Voilà des mois qu’il se bat pour recueillir de l’aide et des dons pour les envoyer à l’armée. Confusément, il sent que la guerre est, d’abord, un problème de logistique. Et ce qu’il voit ce matin-là sur le front le stupéfie. Les obus pleuvent, un petit drone ukrainien, déréglé, vient de se poser dans un champ dans le no man’s land. Un FPV, (First Person Wiew), le genre de joujou à trois sous dont on se sert pour les compétitions sportives ou les tournages. Alexandre voit un soldat qui court à découvert sous le feu- le fou ! – pour le récupérer. Quand il regagne la tranchée, sain et sauf, Alexandre l’interroge. Pourquoi risquer sa vie pour aussi peu ? Le soldat hausse les épaules. Ce drone, sa section l’a acheté, avec le salaire des hommes. Pas question de le perdre.
« Je ne comprends pas comment je me suis retrouvé parmi les trois premiers producteurs de drones ukrainiens, avec dix usines séparées et quatre cents employés. », dit Alexandre. Il lui a suffi de fouiller le net pour tout savoir sur la question, de trouver les premiers fonds, de créer une société spécialisée, « Tafdrone », d’investir, de recruter des techniciens, des ingénieurs, de préférence des vétérans revenus du front, de courir la Chine, Taïwan, la Tchécoslovaquie qui fournissent 75 % des composants, de convaincre les autorités, le ministère de la Défense, celui de la Transformation Digitale, de produire ses premiers drones à bas prix – 3 à 400 dollars pièce – de les envoyer gratuitement aux combattants sur le front avant de comprendre qu’il lui fallait passer à l’échelon supérieure. Simple, non ?

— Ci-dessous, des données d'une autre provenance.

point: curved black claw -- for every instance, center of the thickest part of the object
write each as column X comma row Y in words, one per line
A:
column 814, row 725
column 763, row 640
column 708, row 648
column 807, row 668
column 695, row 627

Alexandre a les épaules pour ce genre d’aventure. Solide, râblé, hyperactif, les yeux de l’homme qui ne dort pas, pragmatique en diable, de cette impressionnante jeune génération ukrainienne que la guerre est en train de générer et qui a décidé qu’il fallait vaincre et pas se contenter de survivre. Pour lui, la logistique est une arme. D’abord, le prix, celui des composants qu’on négocie avec un industriel chinois, cent par cent. Ensuite la qualité, un drone n’est pas un Game Boy, il sème la mort, mais peut sauver la vie du combattant, face à la vague d’assaut russe qui risque de tout submerger. Et la puissance, un FPV, bourré de perchlorate d’ammonium, combustible solide, peut grimper vers le ciel, chargé de 3 kg d’explosifs, filer sur 20 km, et aller exploser un tank ennemi d’un million de dollars pièce.
Nous ne sommes plus au temps de l’Armée rouge lors des offensives de 14 ou de 45 où on chargeait la tranchée ennemie en hurlant « Hourrah ! » », dit Alexandre. Aujourd’hui, plus personne n’a envie de rejouer la Bataille de la Somme. Un seul drone, bourré de sous-munitions, peut hacher menu toute une section dispersée sur l’équivalent de plusieurs terrains de foot. D’ailleurs, beaucoup de soldats, qui ont passé deux ans dans les tranchées de l’avant, n’ont jamais tiré un coup de fusil, mais savent piloter un drone, de jour comme de nuit, et maitriser les caméras thermiques et infrarouges. Aujourd’hui, l’Ukraine produit 1,3 million de FPV par an. Deux fois plus que les Russes, mais quatre fois moins d’obus et vingt fois moins de Lancet, les drones kamikazes à longue portée.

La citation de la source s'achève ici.